Distributed Average Tracking for Lipschitz-Type Nonlinear Dynamical Systems

TL;DR

This paper develops three distributed algorithms for average tracking in Lipschitz-type nonlinear systems, addressing robustness, adaptivity, and implementation ease, enabling agents to track reference signals effectively.

Contribution

It introduces novel distributed algorithms that handle nonlinear Lipschitz conditions, including robust, adaptive, and continuous versions, enhancing tracking performance and practicality.

Findings

Robust algorithm works without identical initial conditions.

Adaptive algorithm removes the need to know the Lipschitz constant.

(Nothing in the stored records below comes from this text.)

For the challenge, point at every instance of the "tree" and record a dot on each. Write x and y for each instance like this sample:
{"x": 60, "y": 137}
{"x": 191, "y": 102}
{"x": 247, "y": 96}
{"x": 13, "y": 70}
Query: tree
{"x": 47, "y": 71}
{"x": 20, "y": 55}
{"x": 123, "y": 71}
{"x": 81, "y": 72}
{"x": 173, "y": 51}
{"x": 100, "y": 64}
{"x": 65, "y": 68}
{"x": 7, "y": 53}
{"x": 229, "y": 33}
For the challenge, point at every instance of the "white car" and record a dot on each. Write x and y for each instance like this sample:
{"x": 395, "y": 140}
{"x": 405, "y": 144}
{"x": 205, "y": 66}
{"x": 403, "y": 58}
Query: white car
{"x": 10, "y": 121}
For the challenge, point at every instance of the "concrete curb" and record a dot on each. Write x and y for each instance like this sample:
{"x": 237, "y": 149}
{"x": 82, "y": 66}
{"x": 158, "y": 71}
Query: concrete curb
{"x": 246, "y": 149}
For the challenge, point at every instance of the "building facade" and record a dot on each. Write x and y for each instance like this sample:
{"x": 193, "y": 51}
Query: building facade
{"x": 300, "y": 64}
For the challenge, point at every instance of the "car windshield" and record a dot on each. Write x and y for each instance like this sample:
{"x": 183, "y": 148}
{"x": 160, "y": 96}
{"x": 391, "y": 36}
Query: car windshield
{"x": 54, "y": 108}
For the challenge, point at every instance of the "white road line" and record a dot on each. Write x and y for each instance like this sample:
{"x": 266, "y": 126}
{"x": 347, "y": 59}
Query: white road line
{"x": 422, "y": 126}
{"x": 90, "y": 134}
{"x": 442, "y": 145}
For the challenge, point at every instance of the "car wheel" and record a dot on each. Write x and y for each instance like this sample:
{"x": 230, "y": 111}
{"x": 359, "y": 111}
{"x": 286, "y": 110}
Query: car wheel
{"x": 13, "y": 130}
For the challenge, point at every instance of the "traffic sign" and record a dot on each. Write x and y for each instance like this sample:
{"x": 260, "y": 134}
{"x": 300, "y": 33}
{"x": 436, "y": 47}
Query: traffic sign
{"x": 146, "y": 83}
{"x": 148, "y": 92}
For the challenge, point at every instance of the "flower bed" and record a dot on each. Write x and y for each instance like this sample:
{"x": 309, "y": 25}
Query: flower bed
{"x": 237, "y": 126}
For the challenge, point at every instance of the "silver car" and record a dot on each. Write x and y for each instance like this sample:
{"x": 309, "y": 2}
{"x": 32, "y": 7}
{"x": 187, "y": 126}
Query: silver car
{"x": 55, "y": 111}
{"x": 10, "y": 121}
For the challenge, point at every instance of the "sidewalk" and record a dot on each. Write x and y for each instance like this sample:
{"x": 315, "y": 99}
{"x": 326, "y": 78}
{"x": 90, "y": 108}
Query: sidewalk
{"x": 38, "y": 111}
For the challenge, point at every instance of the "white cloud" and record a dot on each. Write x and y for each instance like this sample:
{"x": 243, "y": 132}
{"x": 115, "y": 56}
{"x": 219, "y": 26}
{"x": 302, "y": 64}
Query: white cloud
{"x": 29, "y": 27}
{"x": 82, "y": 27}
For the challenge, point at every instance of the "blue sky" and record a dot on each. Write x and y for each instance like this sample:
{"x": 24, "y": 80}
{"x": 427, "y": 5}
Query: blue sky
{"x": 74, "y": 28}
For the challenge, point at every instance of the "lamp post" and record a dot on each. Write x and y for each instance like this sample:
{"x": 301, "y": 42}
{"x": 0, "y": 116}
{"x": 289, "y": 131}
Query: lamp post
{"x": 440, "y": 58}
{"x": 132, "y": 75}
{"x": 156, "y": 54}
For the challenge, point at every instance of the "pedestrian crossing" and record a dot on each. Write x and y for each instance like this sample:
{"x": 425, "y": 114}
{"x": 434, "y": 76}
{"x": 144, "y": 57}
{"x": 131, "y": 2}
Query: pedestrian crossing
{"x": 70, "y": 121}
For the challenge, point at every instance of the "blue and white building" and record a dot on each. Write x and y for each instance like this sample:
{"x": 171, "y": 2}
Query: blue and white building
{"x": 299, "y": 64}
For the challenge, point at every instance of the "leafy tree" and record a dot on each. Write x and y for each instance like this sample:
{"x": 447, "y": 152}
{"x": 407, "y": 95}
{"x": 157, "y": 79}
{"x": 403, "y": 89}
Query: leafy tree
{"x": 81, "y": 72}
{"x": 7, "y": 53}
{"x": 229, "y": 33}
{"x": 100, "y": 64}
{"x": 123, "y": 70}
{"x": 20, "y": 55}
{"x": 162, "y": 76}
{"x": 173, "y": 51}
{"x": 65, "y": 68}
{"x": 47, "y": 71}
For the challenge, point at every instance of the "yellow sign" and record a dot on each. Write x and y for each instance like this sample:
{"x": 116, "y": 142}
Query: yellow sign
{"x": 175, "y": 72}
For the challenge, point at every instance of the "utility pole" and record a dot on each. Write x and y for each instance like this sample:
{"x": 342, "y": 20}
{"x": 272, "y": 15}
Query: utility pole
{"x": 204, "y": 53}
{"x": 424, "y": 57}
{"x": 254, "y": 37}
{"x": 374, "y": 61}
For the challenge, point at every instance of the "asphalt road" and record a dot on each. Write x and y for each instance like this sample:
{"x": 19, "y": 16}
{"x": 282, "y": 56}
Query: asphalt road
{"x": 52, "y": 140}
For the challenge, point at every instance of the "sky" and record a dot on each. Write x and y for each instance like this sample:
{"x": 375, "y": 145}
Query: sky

Continuous algorithm reduces chattering and improves implementation.

Abstract

In this paper, a distributed average tracking problem is studied for Lipschitz-type nonlinear dynamical systems. The objective is to design distributed average tracking algorithms for locally interactive agents to track the average of multiple reference signals. Here, in both the agents' and the reference signals' dynamics, there is a nonlinear term satisfying the Lipschitz-type condition. Three types of distributed average tracking algorithms are designed. First, based on state-dependent-gain designing approaches, a robust distributed average tracking algorithm is developed to solve distributed average tracking problems without requiring the same initial condition. Second, by using a gain adaption scheme, an adaptive distributed average tracking algorithm is proposed in this paper to remove the requirement that the Lipschitz constant is known for agents. Third, to reduce chattering and make the algorithms easier to implement, a continuous distributed average tracking algorithm based on a time-varying boundary layer is further designed as a continuous approximation of the previous discontinuous distributed average tracking algorithms.